The conversation shifts to Scandinavian countries, with Inda speculating about Berlin Fashion Week feeling the pressure from Copenhagen, sparking a playful debate about the distinct characteristics of Scandinavian nations.
Brad and Inda humorously dissect the identities of Finns, Danes, Swedes, and Norwegians, blending factual observations with comedic exaggerations.
Announcement: Shift to Friday Releases (02:34 - 02:53)
Brad announces a schedule change for their "Boys Only" episodes, moving the release day from Tuesday to Friday to better align with their content themes.
Brad [02:34]: "Today’s Friday, Boys only episodes will now be coming out on Fridays. We’ve moved them from Tuesdays to Fridays."
Inda E Cigaretta [02:34]: "Absolutely better for the groms."
This change aims to enhance listener engagement by aligning episode content with the weekend vibe.
Fit Check Segment: Showcasing Style (03:11 - 09:34)
One of the episode's highlights is the "Fit Check" segment, where Brad and Inda share and discuss their current outfits, brands, and personal styles. This segment not only showcases their fashion choices but also serves as a platform for humorous commentary.
Inda E Cigaretta [03:12]: "I am wearing Gucci sleds on the dogs. My socks are socks with three S's. The jeans, the MF pen..."
Brad [03:21]: "These are the reunion derby. The event derby is like the gang green foot, square toe."
The hosts delve into detailed descriptions of their attire, touching on brands like Gucci, MF Pen, and Mildred Best Barber Shop.
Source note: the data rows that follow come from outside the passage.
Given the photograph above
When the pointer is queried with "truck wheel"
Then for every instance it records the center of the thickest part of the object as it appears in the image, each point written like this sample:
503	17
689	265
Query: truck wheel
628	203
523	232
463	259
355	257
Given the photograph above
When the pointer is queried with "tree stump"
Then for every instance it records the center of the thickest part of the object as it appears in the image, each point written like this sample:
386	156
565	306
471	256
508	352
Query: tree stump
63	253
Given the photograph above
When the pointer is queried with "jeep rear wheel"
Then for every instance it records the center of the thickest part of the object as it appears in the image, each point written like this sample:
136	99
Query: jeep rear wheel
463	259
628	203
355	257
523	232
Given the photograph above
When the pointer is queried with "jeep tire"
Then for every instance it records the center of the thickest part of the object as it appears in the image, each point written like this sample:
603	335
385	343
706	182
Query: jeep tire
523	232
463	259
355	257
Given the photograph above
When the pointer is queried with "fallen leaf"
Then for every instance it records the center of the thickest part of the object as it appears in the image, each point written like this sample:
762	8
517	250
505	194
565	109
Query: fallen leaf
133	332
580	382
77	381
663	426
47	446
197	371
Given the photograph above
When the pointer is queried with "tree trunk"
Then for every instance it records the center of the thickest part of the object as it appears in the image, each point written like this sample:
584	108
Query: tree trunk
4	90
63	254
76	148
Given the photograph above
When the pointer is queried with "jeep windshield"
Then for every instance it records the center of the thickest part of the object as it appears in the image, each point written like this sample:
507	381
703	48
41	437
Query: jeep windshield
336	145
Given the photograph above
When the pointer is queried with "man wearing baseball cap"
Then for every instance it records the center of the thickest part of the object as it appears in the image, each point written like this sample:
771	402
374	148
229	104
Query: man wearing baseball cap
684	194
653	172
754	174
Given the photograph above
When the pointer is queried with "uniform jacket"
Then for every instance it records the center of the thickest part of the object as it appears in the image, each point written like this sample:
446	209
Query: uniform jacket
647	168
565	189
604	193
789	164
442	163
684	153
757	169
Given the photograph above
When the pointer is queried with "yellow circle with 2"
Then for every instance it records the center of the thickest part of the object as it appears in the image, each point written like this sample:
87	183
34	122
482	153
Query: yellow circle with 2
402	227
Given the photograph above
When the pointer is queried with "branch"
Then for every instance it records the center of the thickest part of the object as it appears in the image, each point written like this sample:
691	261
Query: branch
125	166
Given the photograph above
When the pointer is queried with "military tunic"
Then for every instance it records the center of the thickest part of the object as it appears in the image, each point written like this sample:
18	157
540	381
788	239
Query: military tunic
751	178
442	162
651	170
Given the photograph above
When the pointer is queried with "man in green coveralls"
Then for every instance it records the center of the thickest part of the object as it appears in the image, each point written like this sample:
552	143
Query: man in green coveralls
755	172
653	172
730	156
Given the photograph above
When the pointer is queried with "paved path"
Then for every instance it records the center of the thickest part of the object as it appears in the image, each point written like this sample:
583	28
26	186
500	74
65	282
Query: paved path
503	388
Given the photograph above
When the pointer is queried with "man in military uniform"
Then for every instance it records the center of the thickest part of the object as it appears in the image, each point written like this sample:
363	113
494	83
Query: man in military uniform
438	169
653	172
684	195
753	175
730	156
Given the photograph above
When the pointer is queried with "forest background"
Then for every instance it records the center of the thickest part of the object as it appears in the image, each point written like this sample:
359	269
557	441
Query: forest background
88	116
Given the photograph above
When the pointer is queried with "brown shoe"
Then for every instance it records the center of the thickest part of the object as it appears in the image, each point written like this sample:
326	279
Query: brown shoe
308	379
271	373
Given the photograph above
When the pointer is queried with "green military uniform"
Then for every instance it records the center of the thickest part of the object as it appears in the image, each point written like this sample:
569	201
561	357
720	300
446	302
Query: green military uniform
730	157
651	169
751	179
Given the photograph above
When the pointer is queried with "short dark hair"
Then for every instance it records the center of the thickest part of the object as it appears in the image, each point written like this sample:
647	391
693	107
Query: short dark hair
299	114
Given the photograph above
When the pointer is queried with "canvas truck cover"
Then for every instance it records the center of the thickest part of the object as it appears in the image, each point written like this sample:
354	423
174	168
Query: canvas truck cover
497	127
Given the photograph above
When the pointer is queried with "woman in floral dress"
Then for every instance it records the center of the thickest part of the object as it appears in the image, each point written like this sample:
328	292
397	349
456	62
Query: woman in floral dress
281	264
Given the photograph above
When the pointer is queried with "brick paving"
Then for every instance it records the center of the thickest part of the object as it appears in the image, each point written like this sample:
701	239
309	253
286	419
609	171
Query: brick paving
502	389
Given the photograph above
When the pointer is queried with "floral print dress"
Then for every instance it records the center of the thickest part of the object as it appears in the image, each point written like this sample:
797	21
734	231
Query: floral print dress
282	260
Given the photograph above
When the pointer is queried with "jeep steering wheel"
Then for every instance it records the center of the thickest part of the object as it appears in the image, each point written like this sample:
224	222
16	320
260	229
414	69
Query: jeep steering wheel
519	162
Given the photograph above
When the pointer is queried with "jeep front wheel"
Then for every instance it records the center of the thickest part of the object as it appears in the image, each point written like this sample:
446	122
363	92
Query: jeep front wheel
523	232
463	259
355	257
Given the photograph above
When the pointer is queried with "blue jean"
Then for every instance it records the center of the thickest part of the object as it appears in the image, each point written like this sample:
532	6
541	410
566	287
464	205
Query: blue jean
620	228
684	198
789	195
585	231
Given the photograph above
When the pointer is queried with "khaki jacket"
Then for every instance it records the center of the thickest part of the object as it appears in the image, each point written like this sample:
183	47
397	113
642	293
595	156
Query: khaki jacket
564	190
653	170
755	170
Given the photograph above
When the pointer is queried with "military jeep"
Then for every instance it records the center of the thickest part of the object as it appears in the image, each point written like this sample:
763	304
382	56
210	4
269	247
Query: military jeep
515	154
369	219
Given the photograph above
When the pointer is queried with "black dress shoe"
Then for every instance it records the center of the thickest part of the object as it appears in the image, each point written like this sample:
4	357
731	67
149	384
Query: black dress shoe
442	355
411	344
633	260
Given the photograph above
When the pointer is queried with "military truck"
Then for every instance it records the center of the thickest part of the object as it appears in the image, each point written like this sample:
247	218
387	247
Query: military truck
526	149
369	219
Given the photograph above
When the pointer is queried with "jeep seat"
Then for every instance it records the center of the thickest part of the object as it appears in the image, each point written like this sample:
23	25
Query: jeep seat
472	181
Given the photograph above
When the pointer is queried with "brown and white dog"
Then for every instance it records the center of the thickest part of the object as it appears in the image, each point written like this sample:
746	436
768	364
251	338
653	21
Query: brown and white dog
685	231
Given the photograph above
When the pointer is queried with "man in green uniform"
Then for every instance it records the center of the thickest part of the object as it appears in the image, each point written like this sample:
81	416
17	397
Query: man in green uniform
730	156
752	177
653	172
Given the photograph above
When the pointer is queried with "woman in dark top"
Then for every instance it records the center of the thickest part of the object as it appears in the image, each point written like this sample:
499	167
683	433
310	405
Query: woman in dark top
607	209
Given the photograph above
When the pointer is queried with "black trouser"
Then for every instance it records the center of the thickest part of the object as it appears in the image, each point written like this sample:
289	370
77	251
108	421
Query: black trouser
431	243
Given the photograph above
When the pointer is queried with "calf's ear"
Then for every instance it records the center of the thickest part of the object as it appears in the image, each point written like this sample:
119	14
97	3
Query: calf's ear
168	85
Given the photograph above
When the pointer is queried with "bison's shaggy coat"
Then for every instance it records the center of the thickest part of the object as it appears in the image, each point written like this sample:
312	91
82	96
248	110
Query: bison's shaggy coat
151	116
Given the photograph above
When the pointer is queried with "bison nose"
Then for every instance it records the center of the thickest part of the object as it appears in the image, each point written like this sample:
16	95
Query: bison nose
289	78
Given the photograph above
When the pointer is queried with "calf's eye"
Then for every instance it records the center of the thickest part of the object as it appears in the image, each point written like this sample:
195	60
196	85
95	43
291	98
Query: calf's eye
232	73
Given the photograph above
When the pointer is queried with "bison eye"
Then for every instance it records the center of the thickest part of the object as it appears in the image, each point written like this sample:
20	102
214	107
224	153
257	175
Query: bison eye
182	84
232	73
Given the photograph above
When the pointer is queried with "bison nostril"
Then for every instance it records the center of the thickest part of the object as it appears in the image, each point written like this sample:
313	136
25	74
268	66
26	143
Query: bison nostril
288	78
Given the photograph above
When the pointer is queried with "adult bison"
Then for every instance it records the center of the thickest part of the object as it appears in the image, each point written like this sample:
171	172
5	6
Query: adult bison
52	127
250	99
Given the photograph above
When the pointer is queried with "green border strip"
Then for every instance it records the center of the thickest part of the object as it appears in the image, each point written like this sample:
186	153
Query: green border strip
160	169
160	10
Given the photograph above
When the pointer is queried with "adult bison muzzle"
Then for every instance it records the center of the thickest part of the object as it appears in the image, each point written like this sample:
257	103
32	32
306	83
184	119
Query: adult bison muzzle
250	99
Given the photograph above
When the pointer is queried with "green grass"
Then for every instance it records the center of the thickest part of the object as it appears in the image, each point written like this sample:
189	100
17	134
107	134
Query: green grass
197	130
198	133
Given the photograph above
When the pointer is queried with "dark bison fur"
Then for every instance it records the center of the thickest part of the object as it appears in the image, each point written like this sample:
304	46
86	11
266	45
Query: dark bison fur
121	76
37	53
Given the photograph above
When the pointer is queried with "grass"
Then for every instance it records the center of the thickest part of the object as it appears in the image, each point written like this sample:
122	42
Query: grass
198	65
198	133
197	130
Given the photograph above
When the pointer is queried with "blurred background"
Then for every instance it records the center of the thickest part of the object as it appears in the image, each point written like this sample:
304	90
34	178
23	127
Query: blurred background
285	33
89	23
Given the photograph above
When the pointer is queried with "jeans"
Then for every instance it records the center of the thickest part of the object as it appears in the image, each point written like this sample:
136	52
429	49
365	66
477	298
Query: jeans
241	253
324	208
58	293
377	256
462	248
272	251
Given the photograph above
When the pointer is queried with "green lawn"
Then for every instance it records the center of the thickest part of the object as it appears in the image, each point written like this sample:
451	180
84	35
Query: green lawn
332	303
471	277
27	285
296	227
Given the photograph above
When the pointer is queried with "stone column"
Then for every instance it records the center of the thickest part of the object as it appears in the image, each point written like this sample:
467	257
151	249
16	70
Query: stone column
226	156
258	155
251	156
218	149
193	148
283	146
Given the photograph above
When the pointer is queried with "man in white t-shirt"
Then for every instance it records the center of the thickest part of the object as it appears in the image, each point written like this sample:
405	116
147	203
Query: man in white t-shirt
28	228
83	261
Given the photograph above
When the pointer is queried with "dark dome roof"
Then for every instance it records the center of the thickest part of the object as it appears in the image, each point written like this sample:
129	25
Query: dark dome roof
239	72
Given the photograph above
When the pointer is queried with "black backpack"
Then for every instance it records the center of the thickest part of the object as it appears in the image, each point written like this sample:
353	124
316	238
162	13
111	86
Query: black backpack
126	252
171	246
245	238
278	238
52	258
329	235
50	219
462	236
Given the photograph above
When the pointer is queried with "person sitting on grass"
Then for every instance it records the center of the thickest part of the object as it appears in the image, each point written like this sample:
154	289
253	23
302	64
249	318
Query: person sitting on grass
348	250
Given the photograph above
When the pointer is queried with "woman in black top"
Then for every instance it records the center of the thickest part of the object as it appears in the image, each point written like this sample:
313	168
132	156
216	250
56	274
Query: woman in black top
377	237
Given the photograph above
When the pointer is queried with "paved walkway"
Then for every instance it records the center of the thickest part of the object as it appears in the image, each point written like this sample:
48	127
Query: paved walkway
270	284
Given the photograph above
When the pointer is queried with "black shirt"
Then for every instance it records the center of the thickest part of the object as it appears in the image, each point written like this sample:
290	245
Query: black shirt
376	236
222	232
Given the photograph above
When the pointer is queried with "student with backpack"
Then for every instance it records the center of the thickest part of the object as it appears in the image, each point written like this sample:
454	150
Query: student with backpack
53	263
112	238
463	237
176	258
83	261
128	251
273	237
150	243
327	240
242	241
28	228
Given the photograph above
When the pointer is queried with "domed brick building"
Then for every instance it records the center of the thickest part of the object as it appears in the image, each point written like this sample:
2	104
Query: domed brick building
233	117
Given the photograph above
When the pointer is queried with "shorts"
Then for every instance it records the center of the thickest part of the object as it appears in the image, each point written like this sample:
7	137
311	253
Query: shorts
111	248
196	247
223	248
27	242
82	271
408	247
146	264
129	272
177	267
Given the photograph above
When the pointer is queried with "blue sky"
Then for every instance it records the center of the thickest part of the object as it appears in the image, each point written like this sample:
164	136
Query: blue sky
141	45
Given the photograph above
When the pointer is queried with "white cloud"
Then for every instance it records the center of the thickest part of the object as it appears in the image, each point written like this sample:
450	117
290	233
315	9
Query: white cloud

They laugh over matching details and the quirky aspects of their clothing, adding a personal touch to their discussion.
The segment also includes playful banter about their grooming habits and accessories, highlighting their camaraderie and shared sense of humor.
Travel Tales: Bachelor Party in Asheville (09:31 - 10:45)
Brad recounts his recent bachelor party trip to Asheville, North Carolina, providing listeners with an entertaining narrative filled with anecdotes and experiences.
He describes the house's unique features, including a glam room and neon signs, painting a vivid picture of the festivities.
Brad also shares mishaps from the trip, such as forgetting his preferred water bottle, which adds a relatable and humorous element to his story.
The exchange between Brad and Inda underscores the unpredictable nature of travel and the importance of camaraderie in overcoming such challenges.
Flight Booking Fiasco (10:57 - 11:43)
Inda opens up about a recent frustrating experience with booking a flight, highlighting the complexities and stress associated with travel planning.
Inda E Cigaretta [11:02]: "You say you'll never join the Navy, that living on a submarine would be too hard..."
Brad [11:13]: "Last time you booked a flight for yourself?"
Inda discusses the difficulties of independently managing travel arrangements, contrasting it with past experiences where travel planning was more straightforward.
The conversation touches on the challenges of modern travel logistics, resonating with listeners who have faced similar hurdles.
Notable Quotes
Brad [01:11]: "Fits DK yeah that's how you say for our linguists at home they know that I said Sigs inside..."
Inda E Cigaretta [02:34]: "Absolutely better for the groms."
Inda E Cigaretta [04:13]: "We're both waiting exactly the same color."
Brad [09:34]: "We stayed in this ridiculous house that was made for bachelor and bachelorette parties."
Conclusion
In this engaging episode of Throwing Fits, Brad and Inda E Cigaretta deliver their trademark blend of humor, insightful conversations, and relatable stories. From linguistic jokes and fashion insights to travel mishaps and personal anecdotes, the hosts create a vibrant and entertaining narrative that keeps listeners hooked from start to finish. Whether you're a regular follower or a newcomer, this episode offers a comprehensive look into the dynamic world of Throwing Fits, making it a must-listen for those seeking both laughs and camaraderie.